Paternity testing during pregnancy has finally taken a step ahead. Only a few years back it was only possible to do through invasive procedures done by the gynaecologist. The two main invasive procedures were called CVS (Chorionic villus Sampling) and amniocentesis. Fetal DNA cells would be collected by entering the womb with instrumentation or by using a syringe on the tummy. In fact the fetal DNA samples that would normally be collected are called the amniotic fluid or the Chorionic Villi. There was no other way fetal DNA of the unborn child could be collected in order to carry out a paternity test.
These procedures continue to be uncomfortable and could possibly even lead to bleeding or a miscarriage even though they haven’t been improved over the years. With the giant leap science has now taken in this field one should definitely consider new the non-invasive procedures.
How does the unborn childs DNA end up in the mothers blood?
The baby in the mothers is connected through the placenta. This connection enables the baby to receive nutrients and oxygen. The baby’s waste products are also excreted through this connection. It is therefore accurate to say that Free Cell DNA is released into the mother’s bloodstream approximately around the 9th and the 10th week. This Free Cell DNA release is maximized after 12th week and reaches the higher volume after the 25th week. It has been known for over 30 years that there is presence of the baby’s DNA in the mothers blood but up till now there was no technology that could amplify the DNA and used it any type of relationship testing. The technique involves identifying genetic variations in between individuals known as SNP or “Single Nucleotide Polymorphisms.” This makes it possible to use the genetic markers found in DNA fragments.
How do I go about getting a non-invasive pregnancy paternity test done?
The great news about this new procedure is that sample collection is much simpler than in the previous invasive procedures. The non invasive paternity test whilst pregnant only requires a blood draw from the mother and the alleged father. This sample collection can be done by any health care professional being either a General Practitioner or a registered nurse. The sample collection needs to be carried out after the 9th week of pregnancy. Some DNA companies advise that it should be done after the 10th. This is because the fetal DNA keeps on increasing in quantity within the mother’s blood, especially in after the 12th and the 25th week. This means that there is a higher fraction of fetal DNA (A higher percentage of fetal DNA present). The procedure involves getting the blood draw done through any medical practitioner of your choice, utilizing the testing kit that is sent to you by the DNA testing company. The samples would then need to be submitted directly to the testing laboratory. A good DNA testing company should offer you an organized sample delivery by express courier on a special laboratory account. This is important because sending blood samples out of the country by yourself could prove be quite a feat.
Non invasive testing can also be used to detect Down syndrome as well as other chromosomal abnormalities. Click here for more about NIPT testing for down’s syndrome.
Can I expect the non invasive test in pregnancy to give me the same accuracy?
The non-invasive paternity during pregnancy works through a different technique than the previous invasive methods.
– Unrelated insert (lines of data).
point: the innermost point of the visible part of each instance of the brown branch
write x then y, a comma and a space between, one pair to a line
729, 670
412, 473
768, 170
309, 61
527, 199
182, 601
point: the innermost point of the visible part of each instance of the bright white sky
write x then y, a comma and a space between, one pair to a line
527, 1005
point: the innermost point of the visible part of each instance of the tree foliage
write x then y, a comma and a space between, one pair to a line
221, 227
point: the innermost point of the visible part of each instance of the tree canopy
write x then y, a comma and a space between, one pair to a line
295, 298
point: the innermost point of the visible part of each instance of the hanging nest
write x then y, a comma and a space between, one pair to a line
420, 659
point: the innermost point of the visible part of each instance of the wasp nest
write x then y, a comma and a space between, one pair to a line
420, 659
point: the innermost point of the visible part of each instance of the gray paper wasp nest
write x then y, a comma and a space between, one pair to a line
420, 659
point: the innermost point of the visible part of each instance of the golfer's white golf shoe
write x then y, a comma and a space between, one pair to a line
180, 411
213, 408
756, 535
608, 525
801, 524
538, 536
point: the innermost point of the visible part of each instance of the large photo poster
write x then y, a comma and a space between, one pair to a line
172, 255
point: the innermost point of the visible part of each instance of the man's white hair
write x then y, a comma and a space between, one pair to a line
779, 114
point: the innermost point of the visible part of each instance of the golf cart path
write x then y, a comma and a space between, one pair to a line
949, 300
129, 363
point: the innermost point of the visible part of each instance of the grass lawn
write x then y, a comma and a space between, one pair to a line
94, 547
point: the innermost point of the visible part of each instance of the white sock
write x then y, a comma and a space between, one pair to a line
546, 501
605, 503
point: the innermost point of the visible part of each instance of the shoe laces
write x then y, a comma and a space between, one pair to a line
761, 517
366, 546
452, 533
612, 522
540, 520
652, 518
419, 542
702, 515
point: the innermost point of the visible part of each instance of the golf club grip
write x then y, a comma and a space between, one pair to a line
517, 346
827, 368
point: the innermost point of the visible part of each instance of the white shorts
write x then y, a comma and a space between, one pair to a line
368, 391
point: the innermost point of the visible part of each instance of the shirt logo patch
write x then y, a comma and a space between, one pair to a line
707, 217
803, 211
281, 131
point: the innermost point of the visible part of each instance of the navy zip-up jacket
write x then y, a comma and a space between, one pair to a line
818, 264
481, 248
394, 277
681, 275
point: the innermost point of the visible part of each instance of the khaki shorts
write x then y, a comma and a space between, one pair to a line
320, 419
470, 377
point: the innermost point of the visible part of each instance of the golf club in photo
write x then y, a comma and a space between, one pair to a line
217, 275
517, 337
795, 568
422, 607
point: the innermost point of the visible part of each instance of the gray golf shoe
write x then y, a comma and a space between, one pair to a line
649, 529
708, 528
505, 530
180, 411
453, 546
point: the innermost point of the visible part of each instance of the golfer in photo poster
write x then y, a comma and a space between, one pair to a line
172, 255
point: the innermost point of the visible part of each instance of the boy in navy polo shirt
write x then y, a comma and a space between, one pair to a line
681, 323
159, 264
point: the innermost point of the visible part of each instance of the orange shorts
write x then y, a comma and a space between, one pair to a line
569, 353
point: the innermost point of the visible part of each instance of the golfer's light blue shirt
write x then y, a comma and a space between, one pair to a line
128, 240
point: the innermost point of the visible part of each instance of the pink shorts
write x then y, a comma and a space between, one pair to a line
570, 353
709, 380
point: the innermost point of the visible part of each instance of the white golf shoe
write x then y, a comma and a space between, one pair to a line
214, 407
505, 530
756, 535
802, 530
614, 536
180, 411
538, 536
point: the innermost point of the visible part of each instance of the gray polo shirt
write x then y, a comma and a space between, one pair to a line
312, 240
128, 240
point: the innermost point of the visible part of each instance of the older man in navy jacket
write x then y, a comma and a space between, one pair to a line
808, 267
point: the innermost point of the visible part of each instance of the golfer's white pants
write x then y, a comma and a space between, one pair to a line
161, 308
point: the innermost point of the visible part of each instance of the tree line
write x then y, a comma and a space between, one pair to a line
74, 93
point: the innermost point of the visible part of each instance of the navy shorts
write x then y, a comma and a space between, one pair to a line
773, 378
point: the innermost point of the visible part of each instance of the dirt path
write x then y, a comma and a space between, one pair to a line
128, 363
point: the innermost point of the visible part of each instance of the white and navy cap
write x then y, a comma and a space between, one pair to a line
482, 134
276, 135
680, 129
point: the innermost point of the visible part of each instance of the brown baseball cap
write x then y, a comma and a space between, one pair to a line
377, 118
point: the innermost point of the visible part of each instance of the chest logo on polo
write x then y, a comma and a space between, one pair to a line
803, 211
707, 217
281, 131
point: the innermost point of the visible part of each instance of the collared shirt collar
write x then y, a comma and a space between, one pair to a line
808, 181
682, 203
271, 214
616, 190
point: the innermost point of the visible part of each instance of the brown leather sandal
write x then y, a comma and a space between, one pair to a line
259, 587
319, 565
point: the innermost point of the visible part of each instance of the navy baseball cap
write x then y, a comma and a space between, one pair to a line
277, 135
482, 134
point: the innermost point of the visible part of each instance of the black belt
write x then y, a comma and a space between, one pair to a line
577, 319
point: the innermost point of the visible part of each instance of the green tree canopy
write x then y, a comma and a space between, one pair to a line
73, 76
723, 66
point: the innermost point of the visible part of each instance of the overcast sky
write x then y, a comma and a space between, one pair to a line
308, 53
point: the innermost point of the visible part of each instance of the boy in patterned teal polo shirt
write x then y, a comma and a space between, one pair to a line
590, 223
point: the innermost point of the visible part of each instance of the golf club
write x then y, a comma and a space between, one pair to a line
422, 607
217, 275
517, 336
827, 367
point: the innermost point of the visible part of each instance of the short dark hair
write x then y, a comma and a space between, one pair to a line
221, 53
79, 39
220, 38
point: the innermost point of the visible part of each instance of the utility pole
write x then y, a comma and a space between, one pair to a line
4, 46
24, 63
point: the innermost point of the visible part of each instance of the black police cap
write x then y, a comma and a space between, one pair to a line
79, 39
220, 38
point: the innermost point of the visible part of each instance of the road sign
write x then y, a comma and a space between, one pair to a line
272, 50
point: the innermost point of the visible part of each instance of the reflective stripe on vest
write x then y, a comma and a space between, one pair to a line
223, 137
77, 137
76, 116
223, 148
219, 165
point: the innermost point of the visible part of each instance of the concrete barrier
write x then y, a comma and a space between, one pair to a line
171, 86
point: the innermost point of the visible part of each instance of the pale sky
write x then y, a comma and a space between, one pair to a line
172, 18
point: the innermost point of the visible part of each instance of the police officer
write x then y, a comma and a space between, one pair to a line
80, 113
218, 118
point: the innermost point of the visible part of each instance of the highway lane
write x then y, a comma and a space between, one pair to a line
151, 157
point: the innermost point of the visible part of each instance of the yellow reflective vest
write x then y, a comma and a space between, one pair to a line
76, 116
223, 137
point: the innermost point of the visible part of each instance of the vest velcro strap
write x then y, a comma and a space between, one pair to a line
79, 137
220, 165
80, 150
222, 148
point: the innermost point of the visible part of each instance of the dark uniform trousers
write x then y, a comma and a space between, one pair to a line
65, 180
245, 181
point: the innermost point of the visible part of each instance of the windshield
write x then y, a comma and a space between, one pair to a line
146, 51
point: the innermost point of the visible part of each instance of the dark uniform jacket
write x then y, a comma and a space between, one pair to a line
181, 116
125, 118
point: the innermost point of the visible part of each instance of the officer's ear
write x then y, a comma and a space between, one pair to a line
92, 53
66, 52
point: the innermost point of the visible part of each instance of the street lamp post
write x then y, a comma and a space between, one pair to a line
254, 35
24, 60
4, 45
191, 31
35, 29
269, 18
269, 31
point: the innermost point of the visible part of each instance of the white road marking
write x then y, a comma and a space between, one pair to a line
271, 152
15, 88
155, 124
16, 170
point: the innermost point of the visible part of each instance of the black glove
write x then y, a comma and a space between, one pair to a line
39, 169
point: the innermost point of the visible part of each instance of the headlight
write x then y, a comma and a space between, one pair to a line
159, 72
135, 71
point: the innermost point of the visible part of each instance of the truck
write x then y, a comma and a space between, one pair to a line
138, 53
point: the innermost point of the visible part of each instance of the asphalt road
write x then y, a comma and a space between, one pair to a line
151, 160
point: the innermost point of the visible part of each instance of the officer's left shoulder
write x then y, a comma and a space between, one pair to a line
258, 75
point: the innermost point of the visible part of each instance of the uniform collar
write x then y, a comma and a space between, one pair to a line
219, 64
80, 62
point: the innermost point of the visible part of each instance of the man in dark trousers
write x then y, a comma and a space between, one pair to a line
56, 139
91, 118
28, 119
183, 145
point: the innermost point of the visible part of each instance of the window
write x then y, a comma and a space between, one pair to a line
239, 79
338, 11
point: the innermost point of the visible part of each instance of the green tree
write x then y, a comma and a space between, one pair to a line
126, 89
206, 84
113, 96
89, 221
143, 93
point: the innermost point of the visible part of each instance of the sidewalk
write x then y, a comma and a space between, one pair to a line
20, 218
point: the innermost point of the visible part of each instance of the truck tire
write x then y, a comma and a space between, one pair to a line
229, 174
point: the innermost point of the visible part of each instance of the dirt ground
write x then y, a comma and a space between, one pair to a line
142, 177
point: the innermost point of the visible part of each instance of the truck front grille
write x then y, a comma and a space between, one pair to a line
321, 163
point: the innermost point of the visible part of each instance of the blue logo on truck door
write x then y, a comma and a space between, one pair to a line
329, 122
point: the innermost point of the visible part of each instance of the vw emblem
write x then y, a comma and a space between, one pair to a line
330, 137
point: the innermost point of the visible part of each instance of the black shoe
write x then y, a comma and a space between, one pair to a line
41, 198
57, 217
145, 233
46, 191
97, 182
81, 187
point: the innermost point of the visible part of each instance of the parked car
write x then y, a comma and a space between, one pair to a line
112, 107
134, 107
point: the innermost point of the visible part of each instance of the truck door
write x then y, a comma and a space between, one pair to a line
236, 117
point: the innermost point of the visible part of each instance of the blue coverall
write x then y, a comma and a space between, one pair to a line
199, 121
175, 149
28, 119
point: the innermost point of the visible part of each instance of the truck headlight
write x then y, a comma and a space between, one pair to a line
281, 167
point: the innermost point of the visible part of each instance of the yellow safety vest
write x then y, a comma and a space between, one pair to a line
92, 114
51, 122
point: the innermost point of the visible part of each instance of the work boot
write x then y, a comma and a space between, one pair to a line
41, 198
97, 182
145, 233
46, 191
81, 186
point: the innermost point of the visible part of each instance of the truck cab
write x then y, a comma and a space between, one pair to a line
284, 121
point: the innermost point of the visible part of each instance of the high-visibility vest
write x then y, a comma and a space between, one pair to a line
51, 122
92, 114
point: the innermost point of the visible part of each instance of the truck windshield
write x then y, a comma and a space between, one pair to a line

The SNP method gives the possibility to detect the free Cell DNA in fragments and put together around 317,000 genetic markers of the unborn child’s DNA. This DNA information is sufficient to confirm paternity. The test is furthermore strengthened by running a comparison in between what the outcome is for 5000 random non related men in comparison to the actual man tested. This allows the laboratory to give an outcome that either completely excludes the test man as the biological father or attributes him at 99.9%.
Therefore we can conclude that the non-invasive paternity test is as accurate as any other invasive paternity testing during pregnancy options.